Athens, Ga. – Gregory H. Robinson, Franklin Professor and Distinguished Research Professor of Chemistry at the University of Georgia, has been appointed the UGA Foundation Distinguished Professor in Chemistry. The special appointment was approved by the Board of Regents at its May 2013 meeting and will be effective as of August.
Over the past 25 years, Robinson and his team have published a series of findings that have reshaped how scientists view certain aspects of chemical bonding. In a widely cited 1995 paper, he demonstrated that metals can display electronic behavior previously only thought possible with carbon-based ring systems such as benzene-a phenomenon known as metallaromaticity. In 2008, his research team stunned the scientific community by discovering a new base-stabilized soluble allotrope of elemental silicon.
“Dr. Robinson’s sterling international reputation brings great honor to the university and signals the impact of our research efforts at the highest levels,” said Alan T. Dorsey, dean of the UGA Franklin College of Arts and Sciences. “A chemist whose creativity has challenged conventional thinking on the synthesis of new compounds, his work has the uniquely broad impact that both inspires colleagues around the world and students in the classroom.”
In April 2013, Robinson received the F. Albert Cotton Award from the American Chemical Society, presented to one person annually by the world’s largest scientific society.
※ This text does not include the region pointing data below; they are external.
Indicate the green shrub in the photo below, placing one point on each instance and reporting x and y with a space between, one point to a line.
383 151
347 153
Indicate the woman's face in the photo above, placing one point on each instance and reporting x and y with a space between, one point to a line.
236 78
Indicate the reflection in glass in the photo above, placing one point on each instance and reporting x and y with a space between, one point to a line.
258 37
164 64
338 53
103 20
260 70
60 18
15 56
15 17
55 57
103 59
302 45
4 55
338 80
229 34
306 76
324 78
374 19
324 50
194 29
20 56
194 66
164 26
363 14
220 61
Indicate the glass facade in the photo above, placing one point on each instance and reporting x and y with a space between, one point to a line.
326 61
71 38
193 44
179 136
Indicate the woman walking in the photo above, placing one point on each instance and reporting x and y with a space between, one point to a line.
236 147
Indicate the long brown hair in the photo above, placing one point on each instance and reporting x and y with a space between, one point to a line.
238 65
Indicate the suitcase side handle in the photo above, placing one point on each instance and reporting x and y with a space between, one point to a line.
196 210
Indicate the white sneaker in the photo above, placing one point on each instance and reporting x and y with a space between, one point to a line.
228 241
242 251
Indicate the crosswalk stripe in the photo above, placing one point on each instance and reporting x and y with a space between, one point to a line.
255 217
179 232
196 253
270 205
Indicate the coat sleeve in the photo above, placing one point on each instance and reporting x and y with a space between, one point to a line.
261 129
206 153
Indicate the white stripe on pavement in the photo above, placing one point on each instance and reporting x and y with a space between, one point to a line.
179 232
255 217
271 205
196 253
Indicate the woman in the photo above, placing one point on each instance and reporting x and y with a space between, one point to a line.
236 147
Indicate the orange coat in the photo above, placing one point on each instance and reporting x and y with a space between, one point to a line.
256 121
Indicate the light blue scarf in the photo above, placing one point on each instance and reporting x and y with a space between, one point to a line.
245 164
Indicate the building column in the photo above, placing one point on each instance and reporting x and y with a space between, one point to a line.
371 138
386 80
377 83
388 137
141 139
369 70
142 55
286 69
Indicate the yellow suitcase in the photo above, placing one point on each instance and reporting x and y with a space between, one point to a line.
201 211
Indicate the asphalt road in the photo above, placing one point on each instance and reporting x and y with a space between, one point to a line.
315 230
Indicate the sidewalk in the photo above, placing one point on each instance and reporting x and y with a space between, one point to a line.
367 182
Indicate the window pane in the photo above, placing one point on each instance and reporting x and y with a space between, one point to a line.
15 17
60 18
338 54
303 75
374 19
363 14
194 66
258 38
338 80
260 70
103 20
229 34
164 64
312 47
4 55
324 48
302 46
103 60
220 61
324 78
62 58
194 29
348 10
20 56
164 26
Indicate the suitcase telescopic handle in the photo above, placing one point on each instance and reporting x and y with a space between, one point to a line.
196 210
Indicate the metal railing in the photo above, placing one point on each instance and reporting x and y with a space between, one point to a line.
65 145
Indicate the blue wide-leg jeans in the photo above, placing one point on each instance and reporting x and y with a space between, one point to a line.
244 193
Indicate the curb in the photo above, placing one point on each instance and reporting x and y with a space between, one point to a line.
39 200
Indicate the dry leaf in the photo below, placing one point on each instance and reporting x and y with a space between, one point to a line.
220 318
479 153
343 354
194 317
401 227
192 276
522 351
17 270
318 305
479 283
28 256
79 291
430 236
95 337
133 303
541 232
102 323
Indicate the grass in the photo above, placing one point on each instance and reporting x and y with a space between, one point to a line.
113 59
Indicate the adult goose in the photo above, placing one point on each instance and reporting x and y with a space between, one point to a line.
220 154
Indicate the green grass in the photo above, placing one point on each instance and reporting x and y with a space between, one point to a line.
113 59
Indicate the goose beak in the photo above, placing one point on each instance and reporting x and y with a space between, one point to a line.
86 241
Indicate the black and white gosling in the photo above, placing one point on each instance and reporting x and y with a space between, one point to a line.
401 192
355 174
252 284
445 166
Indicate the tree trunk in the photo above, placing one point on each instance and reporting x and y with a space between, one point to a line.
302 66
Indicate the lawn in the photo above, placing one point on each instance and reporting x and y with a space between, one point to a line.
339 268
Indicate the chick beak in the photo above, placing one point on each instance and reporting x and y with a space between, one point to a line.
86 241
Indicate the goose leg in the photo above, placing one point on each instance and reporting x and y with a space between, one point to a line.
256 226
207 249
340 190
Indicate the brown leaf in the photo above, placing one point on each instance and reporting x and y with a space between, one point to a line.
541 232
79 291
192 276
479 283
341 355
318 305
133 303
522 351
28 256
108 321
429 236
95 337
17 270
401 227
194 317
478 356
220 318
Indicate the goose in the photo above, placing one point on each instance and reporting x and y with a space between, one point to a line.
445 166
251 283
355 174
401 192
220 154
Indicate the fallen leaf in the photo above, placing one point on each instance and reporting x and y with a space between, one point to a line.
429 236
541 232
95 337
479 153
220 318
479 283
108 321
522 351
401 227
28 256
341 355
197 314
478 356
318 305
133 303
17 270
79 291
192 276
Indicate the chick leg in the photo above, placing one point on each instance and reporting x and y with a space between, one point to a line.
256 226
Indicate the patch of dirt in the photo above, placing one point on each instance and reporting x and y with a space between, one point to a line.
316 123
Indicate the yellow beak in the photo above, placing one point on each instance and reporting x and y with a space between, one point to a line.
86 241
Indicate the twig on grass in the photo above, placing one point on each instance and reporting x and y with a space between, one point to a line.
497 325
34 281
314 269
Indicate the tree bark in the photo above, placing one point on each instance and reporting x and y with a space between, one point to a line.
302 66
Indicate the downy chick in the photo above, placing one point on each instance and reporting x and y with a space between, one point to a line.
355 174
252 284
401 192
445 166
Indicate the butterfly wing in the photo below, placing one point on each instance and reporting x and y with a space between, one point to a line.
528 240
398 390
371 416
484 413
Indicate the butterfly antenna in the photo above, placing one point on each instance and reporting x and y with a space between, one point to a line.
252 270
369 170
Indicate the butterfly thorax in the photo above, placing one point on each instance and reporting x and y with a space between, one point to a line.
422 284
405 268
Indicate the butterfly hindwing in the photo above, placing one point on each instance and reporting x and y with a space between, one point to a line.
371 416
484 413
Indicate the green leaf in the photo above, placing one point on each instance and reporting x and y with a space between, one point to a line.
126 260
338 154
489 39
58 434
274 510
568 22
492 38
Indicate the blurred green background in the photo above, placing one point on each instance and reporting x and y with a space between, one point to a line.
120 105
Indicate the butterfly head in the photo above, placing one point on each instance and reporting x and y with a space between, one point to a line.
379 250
In May 2012, Robinson joined a select group of international academics awarded a Humboldt Research Award from Germany’s Alexander von Humboldt Foundation, presented to academics whose fundamental discoveries, new theories or insights have had a significant impact on their own discipline and who are expected to continue producing cutting-edge achievements in the future.
“I am humbled by this prestigious honor by the University of Georgia Foundation,” Robinson said. “It is immensely gratifying to work at an institution that values basic scientific research.”